January's installment of Second Friday Cinema features End of the Line, a movie directed by Arkansan Jay Russell and featuring Arkansans Mary Steenburgen and Levon Helm. The film is about two rail workers from Little Rock who hop aboard a train to Chicago in a last ditch effort to save their jobs and way of life. Ben Fry, general manager of KLRE/KUAR and coordinator of the film minor at UALR, will introduce the film and lead a discussion after the screening.

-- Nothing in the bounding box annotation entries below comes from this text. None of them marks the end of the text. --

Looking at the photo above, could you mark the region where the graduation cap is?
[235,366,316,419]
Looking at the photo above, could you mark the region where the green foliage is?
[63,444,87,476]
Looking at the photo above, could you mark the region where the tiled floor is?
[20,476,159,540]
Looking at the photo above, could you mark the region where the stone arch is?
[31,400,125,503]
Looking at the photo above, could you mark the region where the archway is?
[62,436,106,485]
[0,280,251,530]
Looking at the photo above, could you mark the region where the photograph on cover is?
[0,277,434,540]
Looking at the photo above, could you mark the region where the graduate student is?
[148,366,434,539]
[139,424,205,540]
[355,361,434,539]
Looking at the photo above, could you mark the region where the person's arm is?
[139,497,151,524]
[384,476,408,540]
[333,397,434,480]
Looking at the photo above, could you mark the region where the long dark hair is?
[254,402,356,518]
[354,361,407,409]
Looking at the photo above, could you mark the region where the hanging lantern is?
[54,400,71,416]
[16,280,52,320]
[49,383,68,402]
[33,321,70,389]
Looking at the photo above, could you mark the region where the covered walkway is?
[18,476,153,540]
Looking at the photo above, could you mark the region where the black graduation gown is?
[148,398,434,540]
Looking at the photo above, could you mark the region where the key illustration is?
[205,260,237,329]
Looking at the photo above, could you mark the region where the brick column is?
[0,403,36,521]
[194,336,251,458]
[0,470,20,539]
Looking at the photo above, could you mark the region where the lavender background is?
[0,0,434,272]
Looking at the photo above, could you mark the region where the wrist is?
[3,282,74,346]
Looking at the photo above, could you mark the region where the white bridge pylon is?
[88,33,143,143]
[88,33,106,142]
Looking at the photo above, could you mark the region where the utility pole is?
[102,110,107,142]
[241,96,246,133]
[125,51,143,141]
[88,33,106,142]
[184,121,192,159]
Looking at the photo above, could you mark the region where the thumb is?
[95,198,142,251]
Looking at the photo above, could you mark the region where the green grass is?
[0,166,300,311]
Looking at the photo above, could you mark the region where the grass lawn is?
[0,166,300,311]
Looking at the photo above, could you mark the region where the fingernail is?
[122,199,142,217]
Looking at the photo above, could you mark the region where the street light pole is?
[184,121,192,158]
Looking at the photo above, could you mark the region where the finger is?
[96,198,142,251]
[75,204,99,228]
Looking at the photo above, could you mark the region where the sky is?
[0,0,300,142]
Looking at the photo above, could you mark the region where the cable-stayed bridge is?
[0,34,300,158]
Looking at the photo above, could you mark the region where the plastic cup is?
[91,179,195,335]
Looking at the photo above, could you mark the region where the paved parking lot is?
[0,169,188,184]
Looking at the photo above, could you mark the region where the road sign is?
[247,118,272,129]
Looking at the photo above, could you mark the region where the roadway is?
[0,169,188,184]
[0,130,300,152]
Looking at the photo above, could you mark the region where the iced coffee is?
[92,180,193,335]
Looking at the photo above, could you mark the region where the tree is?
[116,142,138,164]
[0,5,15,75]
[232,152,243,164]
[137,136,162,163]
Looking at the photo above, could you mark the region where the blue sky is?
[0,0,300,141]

January's Brown Bag Lunch Lecture is presented by Richard Hartness and is the story of a south-central Arkansas farmer/surveyor, turned citizen-soldier, elected by his neighbors to lead them in their defensive quest to save their homes and farms from the ravages of enemy invasion. During the Civil War, Robert Sanders Burke was elected Captain of a group of Montgomery County mounted volunteers, initially called “Burke’s Company,” and by war’s end was mustered into Confederate service as Company “B.” Newton’s group, like many others, was composed primarily of boys too young for conscription and older men, who may have served on other units before joining local “home guard” militias. Richard Hartness is the president of the Cross County Historical Society and is currently enrolled in the Ph.D. program in Heritage Studies at Arkansas State University, where he is researching information on the first tenured Black professors in Arkansas's colleges and universities. In February 2013, Hartness was honored by the Cross County Chamber of Commerce as their "Distinguished Citizen of the Year, 2012."
Great Music of the Civil War Era by Verdi, Brahms and Stephen Foster including music and lyrics written during and about the Civil War.